Definitely not an expert but there's a fundamental hurdle to this.
One way to think of this is to realize how easy it is to multiply numbers but how much more work it takes to divide numbers.
For something like automatic differentiation, you're essentially applying the chain rule for partial derivatives repeatedly. This is analytically pretty straightforward to do for most applications. All you need is an analytical derivative for the simple functions your more-complex function is comprised of (e.g. a neural network).
For integration, the analogue of the chain rule is integration by substitution [1]. The toolbox for solving integration problems is more limited than for differentiation. You run into issues where the answer cannot even be expressed using standard mathematical notation [2]. Sometimes you get lucky and the answer can be expressed via an alternating Taylor series so you can estimate the answer within some margin of error [3].
Stan is a piece of software that runs state-of-the-art MCMC methods to basically just compute fancy integrals. A Stan model will take an order of magnitude more time to run than a simple neural network via something like PyTorch on the same dataset. But they answer different questions.
Slightly tangential fact I heard recently on a podcast [0]: historically the problem of integration preceded that of differentiation. But because differentiation is so much easier, we teach that to kids first. It's one of the many ways that schools obscure the intuition of calculus and turn it into so many formulae to be memorised.
You're assuming that you want to express the integral as an elementary function, or as a member of another narrow class of functions. It's only in that case that the lack of a chain rule is a problem. What you actually want is the ability to evaluate the integral to within epsilon numerically, which is a much more flexible problem.
But then again, it's not clear what the OP meant by "automatic integration" anyway.
Can you please elaborate on "you never get the expression"?
When you input the variable values into a symbolic derivative you just get a value at the end. d/dx x^2 = 2x. If x = 0.5 then d/dx = 1. The same is true for symbolic integrals. For most practical applications, we don't really care about the full symbolic expression. We just want the answer, or at least a good approximation. This post uses a specific example of the difference between two Beta distributions. We want to get that 0.71. It is very hard to "automatically" make that happen.
Just to clarify: This result follows directly from the definition of the derivative:
f'(x) = lim_{e->0} (f(x+e) - f(x))/e
If you're able to express f(x+e) on the form (f(x) + y e) then it follows that y is the derivative.
It also should be noted that auto-diff doesn't let you skip the rules for derivation and you're using the same calculation as you would to show that e.g. f'(x^n)=n*x^{n-1}.
Closed form integration is fundamentally different.
What's the integral of exp( sqrt ( 1 + (tan^(3/2) X)2 ) ) ) ?

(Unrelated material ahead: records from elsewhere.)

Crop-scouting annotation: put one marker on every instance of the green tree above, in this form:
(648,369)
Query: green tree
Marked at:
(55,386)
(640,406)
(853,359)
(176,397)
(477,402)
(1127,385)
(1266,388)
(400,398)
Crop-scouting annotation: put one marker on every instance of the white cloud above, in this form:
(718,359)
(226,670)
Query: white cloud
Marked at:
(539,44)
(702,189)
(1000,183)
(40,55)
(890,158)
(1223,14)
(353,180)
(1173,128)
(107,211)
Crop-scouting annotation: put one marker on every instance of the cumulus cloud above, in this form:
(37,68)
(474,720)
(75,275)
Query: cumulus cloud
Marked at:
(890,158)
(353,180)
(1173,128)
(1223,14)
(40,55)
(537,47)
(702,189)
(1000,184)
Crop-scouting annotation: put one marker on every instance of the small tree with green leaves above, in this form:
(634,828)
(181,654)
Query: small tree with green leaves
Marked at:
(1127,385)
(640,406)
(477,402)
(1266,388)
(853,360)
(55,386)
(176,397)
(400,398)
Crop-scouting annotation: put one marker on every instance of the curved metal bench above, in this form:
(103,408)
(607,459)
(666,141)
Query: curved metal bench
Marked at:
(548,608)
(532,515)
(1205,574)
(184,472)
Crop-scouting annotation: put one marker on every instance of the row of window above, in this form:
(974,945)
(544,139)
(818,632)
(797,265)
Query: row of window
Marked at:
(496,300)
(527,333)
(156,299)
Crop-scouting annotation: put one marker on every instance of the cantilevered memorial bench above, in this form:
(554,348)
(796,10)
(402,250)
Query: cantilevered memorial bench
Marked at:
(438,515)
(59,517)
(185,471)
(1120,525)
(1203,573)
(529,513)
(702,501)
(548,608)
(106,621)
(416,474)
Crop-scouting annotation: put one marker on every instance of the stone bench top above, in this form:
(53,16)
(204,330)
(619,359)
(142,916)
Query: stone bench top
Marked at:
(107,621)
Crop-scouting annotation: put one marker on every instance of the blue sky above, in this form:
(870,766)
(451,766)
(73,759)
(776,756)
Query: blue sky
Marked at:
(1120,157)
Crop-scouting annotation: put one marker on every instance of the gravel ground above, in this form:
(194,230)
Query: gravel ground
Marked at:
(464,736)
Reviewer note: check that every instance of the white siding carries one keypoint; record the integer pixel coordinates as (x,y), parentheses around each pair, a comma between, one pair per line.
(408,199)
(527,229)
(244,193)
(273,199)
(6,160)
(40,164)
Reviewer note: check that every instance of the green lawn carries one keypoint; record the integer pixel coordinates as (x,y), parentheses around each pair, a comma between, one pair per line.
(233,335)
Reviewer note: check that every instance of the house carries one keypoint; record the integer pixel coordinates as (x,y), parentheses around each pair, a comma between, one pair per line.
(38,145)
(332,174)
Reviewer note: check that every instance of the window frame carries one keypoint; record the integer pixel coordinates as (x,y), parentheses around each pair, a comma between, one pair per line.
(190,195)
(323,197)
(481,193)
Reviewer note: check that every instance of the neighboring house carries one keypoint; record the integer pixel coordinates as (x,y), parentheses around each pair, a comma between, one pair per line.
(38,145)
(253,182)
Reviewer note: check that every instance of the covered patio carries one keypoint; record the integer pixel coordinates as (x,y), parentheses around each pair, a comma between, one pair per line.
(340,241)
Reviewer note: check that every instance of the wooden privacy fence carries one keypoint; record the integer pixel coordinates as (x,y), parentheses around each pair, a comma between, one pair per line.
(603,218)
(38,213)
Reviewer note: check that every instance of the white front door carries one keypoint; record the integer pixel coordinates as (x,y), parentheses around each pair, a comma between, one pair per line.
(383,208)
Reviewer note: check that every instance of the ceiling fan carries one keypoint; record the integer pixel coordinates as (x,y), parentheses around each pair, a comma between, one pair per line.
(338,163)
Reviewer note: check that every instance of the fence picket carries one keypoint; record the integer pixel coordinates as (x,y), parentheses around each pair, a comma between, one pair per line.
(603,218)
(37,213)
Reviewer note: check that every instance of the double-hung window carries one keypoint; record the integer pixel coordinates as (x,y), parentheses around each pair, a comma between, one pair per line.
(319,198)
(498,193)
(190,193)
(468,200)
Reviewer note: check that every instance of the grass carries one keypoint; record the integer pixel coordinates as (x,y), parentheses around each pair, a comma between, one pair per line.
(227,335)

We only know a handful of forms that can be integrated in closed form and its down to our creativity to discover new forms that can be integrated (same deal with solving differential equations and the reasons are the same).
The forms that we know how to integrate can be done by a computer. CAS tools will do that for you. For example Mathematica.
The reason why auto-diff is exact and amazing is because (1) the derivative operation is "decomposable" through the chain rule and (2) we've found the symbolic derivative of the basic functions. There's not a mathematical trick in auto-diff which we recently discovered. It's mainly a reformulation of the properties of the derivative which turns out to be useful for computers.
Finding an "auto-integrate method" would probably involve finding a way of calculating the integral in a decomposable way, and that indeed would be amazing, but I don't really see that happening any time soon.
on why integration is a fundamentally harder problem than differentiation. New techniques would be required to programatically analytically solve integrals as well as current differentiation programs, but it would be exciting to see.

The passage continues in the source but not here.